There are those who say that while reform of the EU is badly needed, its so-called fundamental principles must not be touched. But Jean Monnet built up his vision of European unity through deep and fundamental assessments of the world as it was, and the same approach should be fearlessly adopted now if Europe’s future is to be anchored in global realities rather than in 20th century nostalgia. That was an age of mass and size, of economies of scale and of standardisation and managerial centralism. But the digital 21st century slices through these dominating concepts like a sharp knife. The microchip and microprocessor not only permit but demand a far more varied structure of economic activity. What could previously only be efficiently co-ordinated by hierarchies and central control now insist upon flexibility and decentralised patterns of digital co-ordination. This reality was scarcely conceivable even two decades ago.

Innovation, and the injection of rapidly-accumulating information into every aspect of economic and social life, has become necessary for the survival of healthy modern societies. The raw liberal economics of 20th century production and central direction simply cannot accommodate the immense technological pressure for constant and continuous adaptation. In the digital age, sustainable market capitalism has to be understood as an unfolding process and not as a fixed system, as many economists still seem to assume. In short, a digital single market is entirely different to the single market concepts of the past, and requires quite different policies and approaches from the centre.

The philosophy of more integration clashes against the stark realities of unstoppable technological advance and interconnectivity. Ahead of us is a world in which the bulk of international trade is going to be in information and services rather than physical products, and in which products themselves are loaded with knowledge-intensive content. Manufacturing and services, categories so beloved by convention-bound statisticians, are therefore being blurred. This creates conditions in which trade rules, tariffs, quotas and centrally-ordained non-tariff demands for even treatment and conformity lose their relevance and become increasingly hard to apply. The economic logic of the past has been reversed, demanding more diversity and variety, not more integration.

This is a message that does not seem to have reached the European Commission, which is still toying with ideas of a more integrated and uniform economic and social order across Europe, and is still empowered to do so by the “completion” of the European project – or indeed finding a solution to the EU‘s present ills. It is the path to nowhere.

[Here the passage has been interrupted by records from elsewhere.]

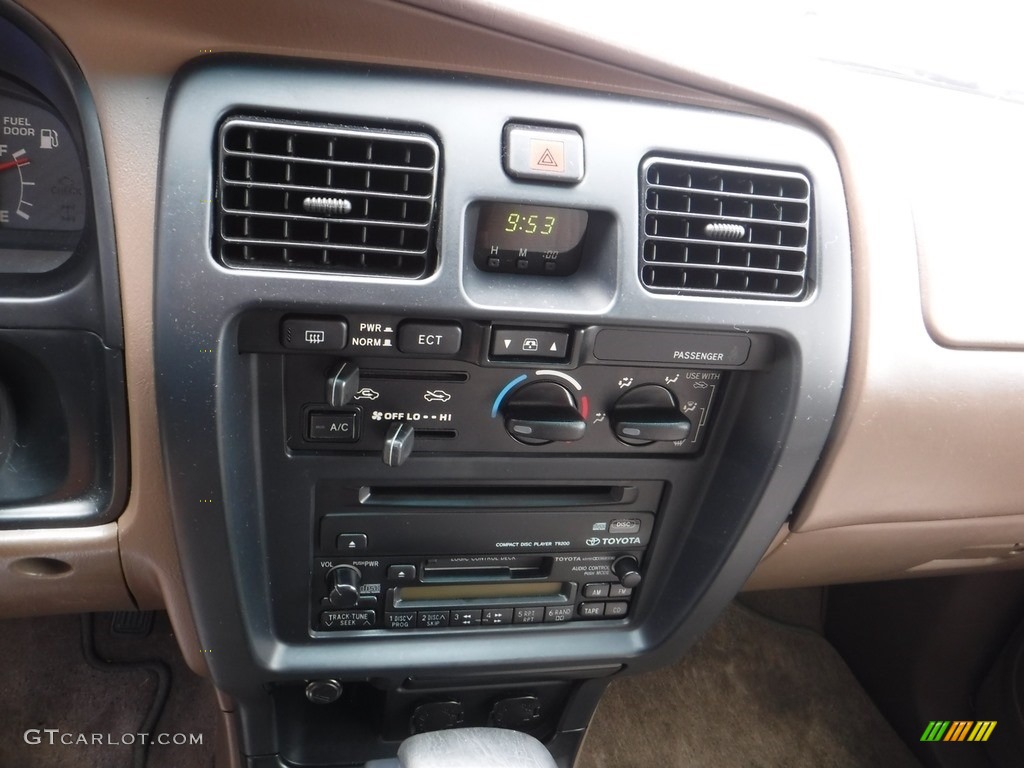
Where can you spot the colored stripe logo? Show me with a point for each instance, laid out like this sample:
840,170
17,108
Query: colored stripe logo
958,730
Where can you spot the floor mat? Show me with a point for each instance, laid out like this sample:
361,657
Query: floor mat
753,693
58,712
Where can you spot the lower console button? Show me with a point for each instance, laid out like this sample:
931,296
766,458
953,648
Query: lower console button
400,621
430,620
466,617
528,614
557,613
347,620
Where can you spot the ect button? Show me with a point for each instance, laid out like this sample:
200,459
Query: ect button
429,338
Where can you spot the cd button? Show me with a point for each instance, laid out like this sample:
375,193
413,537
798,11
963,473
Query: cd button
616,609
399,621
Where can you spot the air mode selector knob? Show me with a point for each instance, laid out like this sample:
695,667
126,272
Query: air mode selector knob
543,412
647,414
627,570
343,586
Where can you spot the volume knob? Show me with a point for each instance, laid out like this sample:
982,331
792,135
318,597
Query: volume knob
343,586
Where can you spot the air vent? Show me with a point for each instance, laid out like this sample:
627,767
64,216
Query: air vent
327,199
723,230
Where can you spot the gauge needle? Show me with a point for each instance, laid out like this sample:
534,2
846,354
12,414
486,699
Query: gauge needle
13,163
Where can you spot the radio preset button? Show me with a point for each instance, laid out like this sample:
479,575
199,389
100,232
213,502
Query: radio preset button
430,620
558,613
400,621
495,616
595,590
616,610
532,614
466,617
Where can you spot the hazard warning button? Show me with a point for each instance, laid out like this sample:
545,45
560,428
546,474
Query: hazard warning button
541,153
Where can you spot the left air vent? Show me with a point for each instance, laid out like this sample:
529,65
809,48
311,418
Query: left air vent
324,199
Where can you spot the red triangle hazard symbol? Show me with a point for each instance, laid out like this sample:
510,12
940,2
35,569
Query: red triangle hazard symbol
547,159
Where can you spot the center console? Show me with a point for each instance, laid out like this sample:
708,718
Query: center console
474,394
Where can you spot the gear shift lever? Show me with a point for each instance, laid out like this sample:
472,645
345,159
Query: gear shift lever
472,748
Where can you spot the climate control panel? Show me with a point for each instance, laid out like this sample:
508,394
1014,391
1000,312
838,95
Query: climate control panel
397,386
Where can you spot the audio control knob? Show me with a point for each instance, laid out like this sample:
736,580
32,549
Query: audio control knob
543,412
647,414
343,586
627,570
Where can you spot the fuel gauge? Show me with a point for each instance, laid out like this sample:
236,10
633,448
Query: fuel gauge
43,200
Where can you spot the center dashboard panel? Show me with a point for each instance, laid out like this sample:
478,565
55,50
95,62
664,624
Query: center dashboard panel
475,393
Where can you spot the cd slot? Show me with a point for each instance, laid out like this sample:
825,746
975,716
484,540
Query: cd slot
491,497
452,569
477,595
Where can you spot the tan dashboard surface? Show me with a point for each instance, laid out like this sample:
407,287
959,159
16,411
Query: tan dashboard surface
926,432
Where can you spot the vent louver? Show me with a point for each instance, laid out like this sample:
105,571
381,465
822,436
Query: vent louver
326,199
723,230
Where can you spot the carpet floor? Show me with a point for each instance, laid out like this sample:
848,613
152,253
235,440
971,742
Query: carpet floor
754,692
57,711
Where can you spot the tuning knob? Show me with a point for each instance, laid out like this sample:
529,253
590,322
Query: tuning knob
627,570
647,414
343,586
543,412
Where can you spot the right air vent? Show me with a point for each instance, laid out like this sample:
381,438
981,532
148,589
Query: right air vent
713,229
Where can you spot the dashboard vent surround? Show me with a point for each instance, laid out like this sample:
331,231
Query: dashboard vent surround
344,200
726,230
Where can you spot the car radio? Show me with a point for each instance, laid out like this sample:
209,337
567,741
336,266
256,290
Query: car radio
494,556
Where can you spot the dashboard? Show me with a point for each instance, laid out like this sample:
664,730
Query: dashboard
438,331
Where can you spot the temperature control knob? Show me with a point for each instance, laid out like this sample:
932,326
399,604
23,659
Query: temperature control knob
647,414
543,412
627,570
343,586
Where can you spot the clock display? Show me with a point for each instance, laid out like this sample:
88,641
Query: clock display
528,239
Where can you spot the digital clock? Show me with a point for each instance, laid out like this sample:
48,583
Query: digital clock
528,240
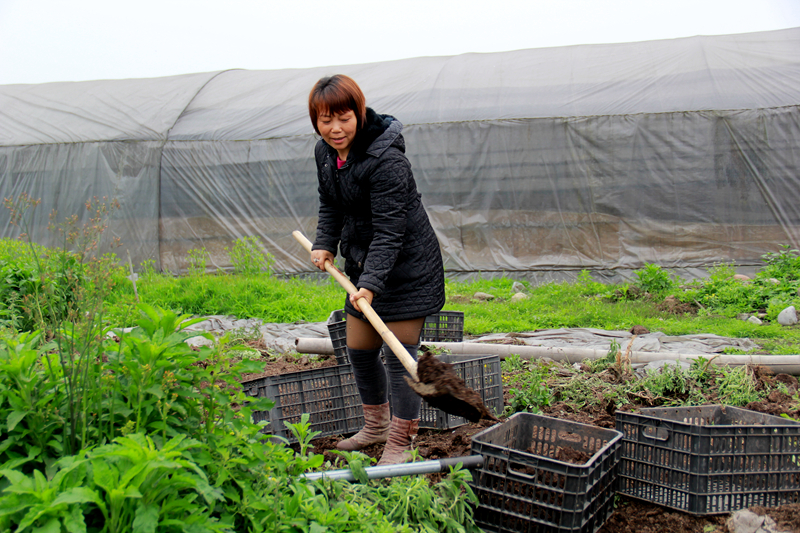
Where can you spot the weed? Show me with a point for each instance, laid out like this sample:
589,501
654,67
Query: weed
737,386
198,257
654,279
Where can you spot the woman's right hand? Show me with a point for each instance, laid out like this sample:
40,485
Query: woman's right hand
319,257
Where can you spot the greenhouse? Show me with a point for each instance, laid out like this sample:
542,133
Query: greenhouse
535,164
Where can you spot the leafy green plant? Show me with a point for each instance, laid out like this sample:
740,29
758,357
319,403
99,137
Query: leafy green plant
530,391
654,279
737,386
198,258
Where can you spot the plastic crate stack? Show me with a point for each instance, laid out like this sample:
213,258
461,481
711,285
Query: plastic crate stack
481,373
528,484
330,397
703,460
711,459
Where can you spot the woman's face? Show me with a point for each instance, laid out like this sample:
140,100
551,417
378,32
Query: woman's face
339,131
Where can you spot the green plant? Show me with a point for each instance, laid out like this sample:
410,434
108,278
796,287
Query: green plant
247,256
530,391
198,258
737,386
654,279
670,381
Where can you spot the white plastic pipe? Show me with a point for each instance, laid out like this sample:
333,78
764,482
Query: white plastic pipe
780,364
403,469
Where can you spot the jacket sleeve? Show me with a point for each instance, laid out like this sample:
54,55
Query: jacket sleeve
389,196
331,217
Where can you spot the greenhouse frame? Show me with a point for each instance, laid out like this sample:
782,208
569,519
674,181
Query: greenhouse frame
535,164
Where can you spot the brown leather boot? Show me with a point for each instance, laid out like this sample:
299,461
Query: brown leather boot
398,446
375,430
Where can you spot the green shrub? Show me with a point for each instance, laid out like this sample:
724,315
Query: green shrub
654,279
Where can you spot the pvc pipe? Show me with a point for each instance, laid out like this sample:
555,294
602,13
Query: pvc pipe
405,469
780,364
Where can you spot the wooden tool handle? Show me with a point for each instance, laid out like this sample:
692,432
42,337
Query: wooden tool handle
385,333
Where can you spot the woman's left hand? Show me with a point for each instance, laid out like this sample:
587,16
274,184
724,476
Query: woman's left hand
362,293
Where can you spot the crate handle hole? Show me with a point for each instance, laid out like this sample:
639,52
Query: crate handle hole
522,470
655,433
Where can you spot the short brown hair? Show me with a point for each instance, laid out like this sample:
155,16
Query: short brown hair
337,94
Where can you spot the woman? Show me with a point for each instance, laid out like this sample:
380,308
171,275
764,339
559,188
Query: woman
371,211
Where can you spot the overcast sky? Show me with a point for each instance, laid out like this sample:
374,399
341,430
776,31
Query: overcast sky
74,40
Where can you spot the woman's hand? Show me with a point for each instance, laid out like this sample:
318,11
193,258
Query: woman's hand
362,293
319,257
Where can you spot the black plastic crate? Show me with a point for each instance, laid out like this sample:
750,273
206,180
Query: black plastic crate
482,374
329,395
712,459
523,487
444,326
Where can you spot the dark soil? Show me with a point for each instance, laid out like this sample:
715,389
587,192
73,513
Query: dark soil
630,515
444,390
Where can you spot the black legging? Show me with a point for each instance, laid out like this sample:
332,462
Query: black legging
371,380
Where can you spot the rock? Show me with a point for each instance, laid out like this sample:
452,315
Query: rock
788,317
746,521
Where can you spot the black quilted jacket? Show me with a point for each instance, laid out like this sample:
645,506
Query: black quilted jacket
371,211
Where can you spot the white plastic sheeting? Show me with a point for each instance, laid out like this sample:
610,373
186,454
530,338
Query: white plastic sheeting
533,163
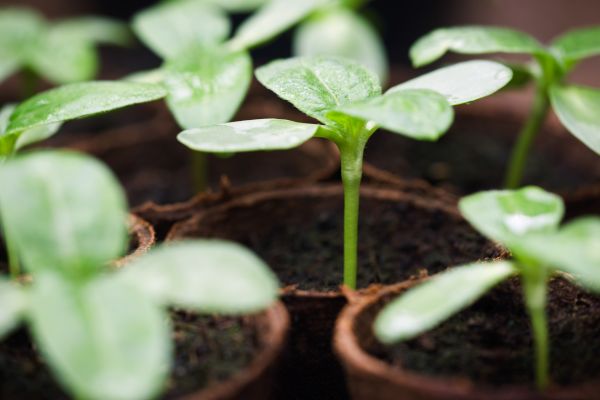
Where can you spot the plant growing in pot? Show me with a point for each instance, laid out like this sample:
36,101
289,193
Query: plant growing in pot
105,334
347,99
549,263
576,106
61,52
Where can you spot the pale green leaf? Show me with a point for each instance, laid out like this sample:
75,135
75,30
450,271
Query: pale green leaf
209,276
207,85
577,44
317,85
275,17
13,301
94,29
252,135
578,108
506,216
463,82
343,33
80,100
173,27
431,303
415,113
472,40
574,249
102,340
64,211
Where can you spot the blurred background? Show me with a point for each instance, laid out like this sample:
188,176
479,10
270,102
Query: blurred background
400,23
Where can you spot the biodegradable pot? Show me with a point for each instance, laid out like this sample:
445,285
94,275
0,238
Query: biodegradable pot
474,154
371,377
298,232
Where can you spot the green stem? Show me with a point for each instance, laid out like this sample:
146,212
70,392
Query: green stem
535,290
532,126
352,158
199,171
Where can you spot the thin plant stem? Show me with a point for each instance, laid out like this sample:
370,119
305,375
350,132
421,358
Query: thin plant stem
518,158
199,171
535,290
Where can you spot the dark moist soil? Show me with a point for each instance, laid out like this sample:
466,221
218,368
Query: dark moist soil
474,153
207,350
490,343
301,239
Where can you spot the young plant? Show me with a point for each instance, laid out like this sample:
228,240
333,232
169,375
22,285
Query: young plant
577,107
346,98
41,116
105,334
527,222
61,52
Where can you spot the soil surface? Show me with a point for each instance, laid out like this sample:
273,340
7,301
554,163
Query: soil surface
301,239
474,153
490,343
207,350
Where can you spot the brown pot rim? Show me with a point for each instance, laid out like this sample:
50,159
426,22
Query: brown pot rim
275,337
180,229
181,210
353,357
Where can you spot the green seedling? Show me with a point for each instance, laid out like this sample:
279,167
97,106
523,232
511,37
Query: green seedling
105,334
41,116
346,98
577,107
527,222
61,52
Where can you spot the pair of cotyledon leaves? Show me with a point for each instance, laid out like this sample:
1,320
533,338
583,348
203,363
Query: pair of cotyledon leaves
346,97
527,222
577,107
106,335
208,77
63,52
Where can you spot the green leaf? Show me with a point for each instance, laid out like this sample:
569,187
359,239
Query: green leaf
343,33
14,305
317,85
95,29
80,100
416,113
472,40
171,28
275,17
64,211
463,82
252,135
573,249
506,216
102,340
577,44
429,304
578,108
210,276
207,85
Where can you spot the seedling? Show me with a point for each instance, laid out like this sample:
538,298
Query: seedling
105,334
577,107
346,98
41,116
62,52
527,222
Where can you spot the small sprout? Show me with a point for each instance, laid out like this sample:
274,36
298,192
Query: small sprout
105,335
346,98
526,221
62,52
577,107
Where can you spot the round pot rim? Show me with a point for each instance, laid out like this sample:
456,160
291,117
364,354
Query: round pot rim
278,321
351,354
179,229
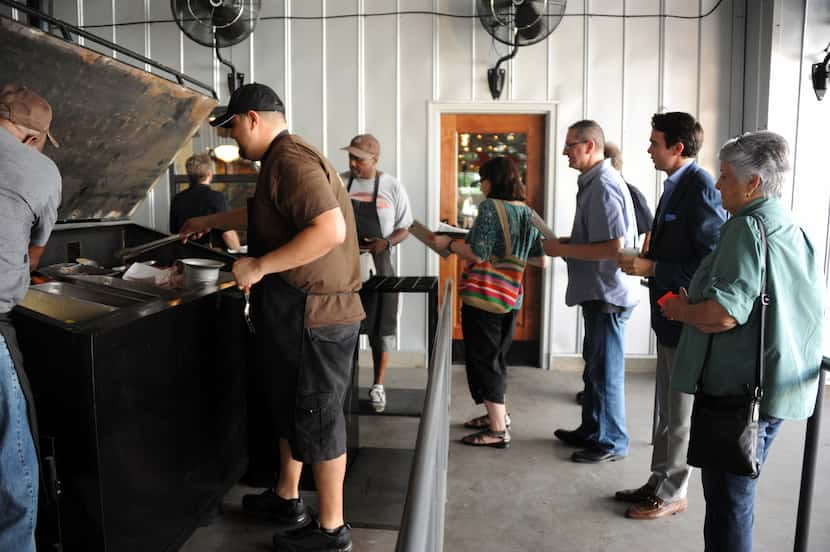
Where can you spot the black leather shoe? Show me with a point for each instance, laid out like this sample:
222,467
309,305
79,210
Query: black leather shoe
595,455
572,438
286,514
312,538
634,496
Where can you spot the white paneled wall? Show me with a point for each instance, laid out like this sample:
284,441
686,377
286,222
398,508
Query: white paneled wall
379,74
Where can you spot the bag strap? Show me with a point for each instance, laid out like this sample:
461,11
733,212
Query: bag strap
505,228
763,297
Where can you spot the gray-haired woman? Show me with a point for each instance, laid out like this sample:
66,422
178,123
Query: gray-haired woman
721,305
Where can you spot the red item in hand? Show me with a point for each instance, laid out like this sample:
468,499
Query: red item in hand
666,297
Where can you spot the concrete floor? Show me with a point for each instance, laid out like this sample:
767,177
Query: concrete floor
531,497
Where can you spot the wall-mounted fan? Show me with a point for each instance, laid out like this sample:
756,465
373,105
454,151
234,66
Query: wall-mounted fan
517,23
218,24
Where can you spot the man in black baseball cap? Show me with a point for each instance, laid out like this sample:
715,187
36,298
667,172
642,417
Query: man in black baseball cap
251,97
303,275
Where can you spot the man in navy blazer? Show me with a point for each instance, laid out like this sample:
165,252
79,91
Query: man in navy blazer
686,228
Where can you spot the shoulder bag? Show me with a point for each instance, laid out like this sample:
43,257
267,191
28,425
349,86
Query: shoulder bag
724,430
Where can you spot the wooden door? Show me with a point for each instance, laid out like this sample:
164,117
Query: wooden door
467,141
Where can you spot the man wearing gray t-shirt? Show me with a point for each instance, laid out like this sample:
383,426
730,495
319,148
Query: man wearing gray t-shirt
604,223
383,218
30,187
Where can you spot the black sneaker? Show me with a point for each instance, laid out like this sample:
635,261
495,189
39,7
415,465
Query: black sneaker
312,538
288,514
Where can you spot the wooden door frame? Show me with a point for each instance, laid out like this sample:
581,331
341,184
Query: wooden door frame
550,111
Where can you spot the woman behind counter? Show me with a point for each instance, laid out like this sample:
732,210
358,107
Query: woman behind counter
722,306
487,328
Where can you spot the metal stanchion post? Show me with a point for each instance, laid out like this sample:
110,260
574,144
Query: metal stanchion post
808,468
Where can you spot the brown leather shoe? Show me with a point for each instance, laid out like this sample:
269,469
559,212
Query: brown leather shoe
655,508
640,494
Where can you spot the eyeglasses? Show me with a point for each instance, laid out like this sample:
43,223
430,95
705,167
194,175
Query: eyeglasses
571,145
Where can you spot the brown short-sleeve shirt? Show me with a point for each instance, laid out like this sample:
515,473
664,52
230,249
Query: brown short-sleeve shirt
295,185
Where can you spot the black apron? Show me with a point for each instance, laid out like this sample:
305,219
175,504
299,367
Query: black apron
381,308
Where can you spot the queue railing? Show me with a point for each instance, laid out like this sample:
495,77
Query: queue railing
422,523
808,467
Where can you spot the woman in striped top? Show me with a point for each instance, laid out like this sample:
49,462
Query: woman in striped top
497,248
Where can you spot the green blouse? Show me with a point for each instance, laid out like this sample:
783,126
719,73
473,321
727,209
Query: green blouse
486,237
732,276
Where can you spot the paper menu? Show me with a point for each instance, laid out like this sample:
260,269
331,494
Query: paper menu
444,228
540,224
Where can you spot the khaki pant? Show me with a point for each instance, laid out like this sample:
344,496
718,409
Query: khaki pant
669,471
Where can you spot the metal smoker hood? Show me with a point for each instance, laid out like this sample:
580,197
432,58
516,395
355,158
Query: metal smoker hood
119,126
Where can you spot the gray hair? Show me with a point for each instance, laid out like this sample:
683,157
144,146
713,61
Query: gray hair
590,130
762,153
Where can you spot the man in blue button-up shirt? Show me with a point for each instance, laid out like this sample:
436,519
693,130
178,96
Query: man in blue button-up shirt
686,229
604,223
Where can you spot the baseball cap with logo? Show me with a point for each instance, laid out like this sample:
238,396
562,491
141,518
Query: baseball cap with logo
364,146
250,97
26,108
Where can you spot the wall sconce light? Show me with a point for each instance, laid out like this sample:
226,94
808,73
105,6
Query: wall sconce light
820,72
227,153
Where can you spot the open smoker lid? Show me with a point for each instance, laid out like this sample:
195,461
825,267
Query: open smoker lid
118,126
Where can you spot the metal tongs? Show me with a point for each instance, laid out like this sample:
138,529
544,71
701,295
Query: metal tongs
130,252
247,311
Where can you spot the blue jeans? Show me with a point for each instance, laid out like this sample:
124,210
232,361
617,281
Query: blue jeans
18,463
603,404
730,500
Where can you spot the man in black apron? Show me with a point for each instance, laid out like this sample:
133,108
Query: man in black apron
383,217
303,276
30,190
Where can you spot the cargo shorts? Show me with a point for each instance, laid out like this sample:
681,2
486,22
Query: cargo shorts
312,418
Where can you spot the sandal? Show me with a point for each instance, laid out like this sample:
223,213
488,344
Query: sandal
483,422
478,439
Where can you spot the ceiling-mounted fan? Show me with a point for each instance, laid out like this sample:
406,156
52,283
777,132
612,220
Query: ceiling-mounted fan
517,23
218,24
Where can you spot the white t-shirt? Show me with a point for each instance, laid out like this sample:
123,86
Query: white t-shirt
393,203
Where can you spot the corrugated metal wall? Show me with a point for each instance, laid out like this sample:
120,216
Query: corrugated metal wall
347,75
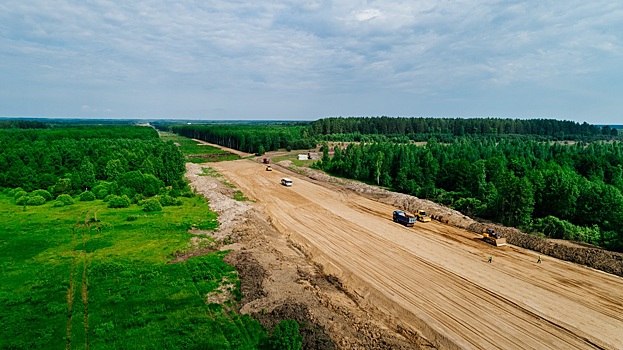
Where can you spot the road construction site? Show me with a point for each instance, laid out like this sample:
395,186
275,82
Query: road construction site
433,279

Whether one is dealing with industry, trade and business, social conditions, environmental and climate challenges, energy supply, health, scientific research or our so-erroneously misnamed labour markets, imposed uniformity is now the enemy of progress.

The absolutist acquis communautaire doctrine and associated regulations and attitudes, repeatedly reinforced by integrationist law, stand out like iron-studded portals against a world utterly changed. In the digital age, the old distribution of competences and powers by local, national, European and global levels is itself a lock on continued prosperity and advance. A redistribution of the European Union’s time-worn competences is long overdue. The governance of newly-emerged spaces such as cyberspace, or the transmission of energy across the European region, may need a much firmer EU-level grasp, while social and employment powers, or regulations governing industrial processes, should long have been dispersed and re-localised.

Networks are evolving with incredible speed. Completely new routes of trade and commerce, as well as new and intensely-complex supply chains and exchange patterns, are emerging everywhere. Consumers have become producers, with revolutionary applications scattering old monopolies, individualising finance, fragmenting transport services, busting open the hotel industry, cutting out wholesalers and distributors, by-passing traditional engineering processes, invalidating publishing and printing – the list is endless, and flexibility towards all is essential.

Asia is racing ahead in this fundamentally-transformed global scene. The European Union must look to its fundamentals, as it cannot afford to be left behind on any front. Jean Monnet would have understood that, today’s EU leadership must too.